The legislature – the Oireachtas – has very few powers to hold the government to account, to ask hard questions, to get satisfactory answers. This is why we have turned to solutions such as holding Tribunals of Inquiry, and introducing new rules about ethics in public office, and so on. But the papers in our book argue that these are second-best solutions, patches to a constitutional arrangement that accords enormous power to the government of the day.
Time and again in our book, we found examples of an over-powerful political executive. The drastic errors of economic policy during the 2000s are now glaringly obvious. The government could act as it wished on very short-term considerations. It could make decisions that favoured insider groups such as property developers and bankers. It could ignore the dangers of not having good enough regulation. We can only imagine how different things might have been if we had had serious and informed parliamentary debates about policy options, with properly costed estimations about alternative courses of action, like the German or Scandinavian parliaments.
But we must also ask ourselves what the incentives might be for governments, once in power, to engage in serious constitutional reform of this sort? For what is involved is a voluntary surrender of the power to act freely and without trammel. Is this like asking the proverbial turkeys to vote for Christmas?
One possible answer is that government might voluntarily bind itself in the short term, in order to achieve some better outcome in the longer term. But is this a reasonable expectation? The quality of governance is a real and long-term public interest consideration. But the first imperative for all governments is to seek re-election, and election time always comes up too soon. Is dedicating itself to real reform going to be a winning strategy? It is not clear that governments could really reap the electoral rewards they would like from making the legislature more powerful and more effective. We are used to seeing a commitment to fundamental reform turning into something more like the line of least resistance.

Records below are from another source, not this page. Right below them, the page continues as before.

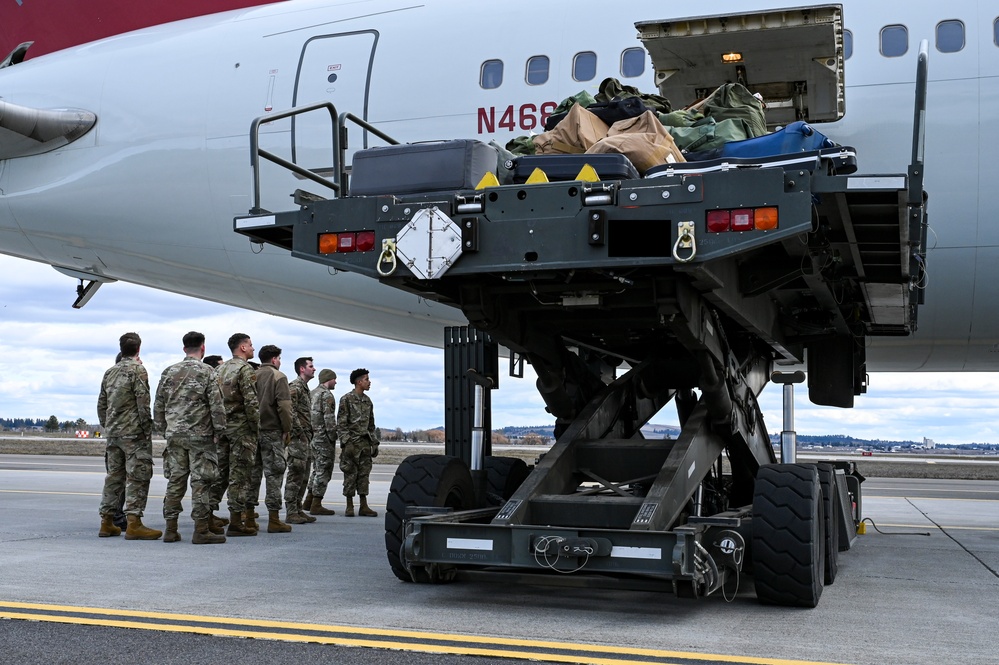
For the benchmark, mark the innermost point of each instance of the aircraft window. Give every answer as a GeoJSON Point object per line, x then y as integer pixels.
{"type": "Point", "coordinates": [491, 74]}
{"type": "Point", "coordinates": [584, 66]}
{"type": "Point", "coordinates": [632, 62]}
{"type": "Point", "coordinates": [950, 36]}
{"type": "Point", "coordinates": [537, 70]}
{"type": "Point", "coordinates": [894, 41]}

And yet in some areas, we have seen important institutional and policy innovation. We now have a fully functioning fiscal council to provide government with informed analysis about the fiscal sustainability of its policies. We have seen the introduction of multi-annual budgeting, and a more serious approach to evaluating public spending than in any other period of economic downturn.
However, on reflection, the areas in which most change has taken place are those which are most exposed to external scrutiny or which are formally mandated by external policy obligations. Our fiscal council has powers that are no stronger than they need to be, consistent with our international commitments to have such a body. The tough scrutiny now applied to public expenditure and public sector employment numbers takes place under the watchful eye of our international lenders. The political will to bring about change is certainly there. But the external enforcement is what gives it real effect.
There are many other areas in which reform commitments continue to drag along at a barely visible pace. Changes are undoubtedly being implemented under the Croke Park agreement on public sector pay and flexibility of work practices. But the three-monthly reports required by the Troika provide a much stronger incentive to deliver on specific targets. The danger is that the momentum to keep up the reform effort is driven most effectively by external pressure.
It is fairly early days yet in the lifetime of the present government, and undoubtedly too soon to make an assessment of its reforming credentials. But it seems to me that the obstacles to achieving real reform still remain substantial. And so the temptation must be strong to fall back upon that old standby, the rhetoric of reform. Prepare to continue discussing these issues at the MacGill Summer School in 2013.
¹ The Rhetoric of Reaction: Perversity, Futility, Jeopardy. Albert O. Hirschman. Cambridge MA: The Belknap Press of Harvard University Press.
² Irish Governance In Crisis, edited by Niamh Hardiman. Manchester: Manchester University Press, 2012.